The innovative work, in particular, establishes a method for delivering the cargo essential for generating the gene-editing machine named CRISPR-Cas9. The researchers devised a method to convert the Cas-9 protein into a spherical nucleic acid (SNA) and load it with crucial components needed to access a wide range of tissue and cell types, in addition to the intracellular compartments necessary for gene editing.
The study, published in the Journal of the American Chemical Society, demonstrates how CRISPR SNAs may be transported through the cell membrane and into the nucleus while still keeping their bioactivity and capacity for gene editing.
The research, led by nanotechnology pioneer Chad A. Mirkin, builds on a 25-year effort to understand the characteristics of SNAs and what sets them apart from their well-known linear cousin, the blueprint of life.
SNAs are structures primarily made of spherical nanoparticles densely covered with DNA or RNA. Mirkin is renowned for developing these structures, which have chemical and physical characteristics that are very distinct from those of the nucleic acids found in nature.
Mirkin is the George B. Rathmann Professor of Chemistry at Northwestern University’s Weinberg College of Arts and Sciences, as well as the director of the International Institute for Nanotechnology.
Mirkin is also a professor of chemical and biological engineering, biomedical engineering, and materials science and engineering at Northwestern University’s McCormick School of Engineering, as well as a professor of medicine at the Feinberg School of Medicine.
There are numerous classes of SNAs, each with distinct chemical composition and size. SNAs are now being assessed as powerful therapeutics in six human clinical trials, including ones for deadly diseases such as glioblastoma multiforme (brain cancer) and various skin cancers.

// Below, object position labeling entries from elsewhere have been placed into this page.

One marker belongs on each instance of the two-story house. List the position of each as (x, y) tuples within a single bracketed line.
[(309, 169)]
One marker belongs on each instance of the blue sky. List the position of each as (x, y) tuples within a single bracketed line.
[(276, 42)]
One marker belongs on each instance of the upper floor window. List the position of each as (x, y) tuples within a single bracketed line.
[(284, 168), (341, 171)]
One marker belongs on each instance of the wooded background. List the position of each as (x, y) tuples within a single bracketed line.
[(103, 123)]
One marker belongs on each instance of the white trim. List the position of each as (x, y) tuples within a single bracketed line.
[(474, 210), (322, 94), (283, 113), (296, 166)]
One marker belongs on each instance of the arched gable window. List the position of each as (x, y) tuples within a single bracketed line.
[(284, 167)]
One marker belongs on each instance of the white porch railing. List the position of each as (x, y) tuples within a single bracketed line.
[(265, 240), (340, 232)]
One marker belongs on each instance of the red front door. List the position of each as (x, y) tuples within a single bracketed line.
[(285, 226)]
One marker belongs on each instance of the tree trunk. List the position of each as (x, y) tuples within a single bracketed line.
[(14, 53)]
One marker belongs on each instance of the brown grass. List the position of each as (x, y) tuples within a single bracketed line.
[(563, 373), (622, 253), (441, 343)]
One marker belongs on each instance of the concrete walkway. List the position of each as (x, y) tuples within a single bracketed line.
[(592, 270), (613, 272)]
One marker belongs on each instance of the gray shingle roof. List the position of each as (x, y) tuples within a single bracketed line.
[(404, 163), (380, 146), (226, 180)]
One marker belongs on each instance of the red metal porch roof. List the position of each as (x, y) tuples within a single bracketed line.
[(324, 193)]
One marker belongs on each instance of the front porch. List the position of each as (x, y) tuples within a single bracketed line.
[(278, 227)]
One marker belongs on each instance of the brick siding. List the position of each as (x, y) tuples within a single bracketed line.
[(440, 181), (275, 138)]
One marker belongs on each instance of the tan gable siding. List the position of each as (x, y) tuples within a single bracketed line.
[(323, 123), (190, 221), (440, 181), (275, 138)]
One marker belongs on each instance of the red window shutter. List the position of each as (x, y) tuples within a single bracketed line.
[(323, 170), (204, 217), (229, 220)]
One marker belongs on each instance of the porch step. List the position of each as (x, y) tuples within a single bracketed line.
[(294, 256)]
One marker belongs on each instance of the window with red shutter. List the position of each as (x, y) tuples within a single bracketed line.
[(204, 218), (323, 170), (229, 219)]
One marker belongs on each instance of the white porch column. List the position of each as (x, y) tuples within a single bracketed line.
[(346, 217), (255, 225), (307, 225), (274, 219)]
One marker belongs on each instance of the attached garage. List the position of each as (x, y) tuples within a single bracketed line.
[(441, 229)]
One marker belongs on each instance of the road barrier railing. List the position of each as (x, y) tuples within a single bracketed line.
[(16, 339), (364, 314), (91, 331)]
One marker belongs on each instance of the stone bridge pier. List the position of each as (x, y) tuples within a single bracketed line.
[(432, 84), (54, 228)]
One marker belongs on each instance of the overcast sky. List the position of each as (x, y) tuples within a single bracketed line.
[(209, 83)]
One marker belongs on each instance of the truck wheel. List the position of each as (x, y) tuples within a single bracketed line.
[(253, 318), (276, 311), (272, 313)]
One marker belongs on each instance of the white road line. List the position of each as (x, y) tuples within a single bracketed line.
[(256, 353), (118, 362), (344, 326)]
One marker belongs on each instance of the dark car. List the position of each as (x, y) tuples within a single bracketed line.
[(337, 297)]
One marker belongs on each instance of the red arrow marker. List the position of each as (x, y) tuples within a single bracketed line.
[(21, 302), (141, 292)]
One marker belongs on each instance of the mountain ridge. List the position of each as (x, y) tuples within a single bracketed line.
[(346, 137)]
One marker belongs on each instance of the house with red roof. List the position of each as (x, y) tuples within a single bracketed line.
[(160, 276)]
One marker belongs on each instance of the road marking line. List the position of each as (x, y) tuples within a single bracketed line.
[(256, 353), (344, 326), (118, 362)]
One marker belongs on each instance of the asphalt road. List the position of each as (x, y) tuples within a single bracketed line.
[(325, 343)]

These novel nanostructures provide a path for researchers to broaden the scope of CRISPR utility by dramatically expanding the types of cells and tissues that the CRISPR machinery can be delivered to. We already know SNAs provide privileged access to the skin, the brain, the eyes, the immune system, the GI track, heart and lungs. When this type of access is coupled to one of the most important innovations in biomedical science in the last quarter-century, good things will follow.”
Chad A. Mirkin, George B. Rathmann Professor, Chemistry, Weinberg College of Arts and Sciences, Northwestern University
In this research, Mirkin’s group created a novel sort of SNA by using the protein Cas9, which is required for gene editing, as the structure’s core and attaching DNA strands to its surface. These SNAs were also coupled with peptides to modulate their ability to cross cell compartmental barriers, hence optimizing efficiency, and preloaded with RNA that could perform gene editing.
These SNAs display high gene editing effectiveness between 32% and 47% across a variety of human and mouse cell lines, just like other classes of them, and enter cells efficiently without the aid of transfection agents (which are frequently required to carry genetic material into cells).
Huang, C., et al. (2022) CRISPR Spherical Nucleic Acids. Journal of the American Chemical Society. doi.org/10.1021/jacs.2c07913.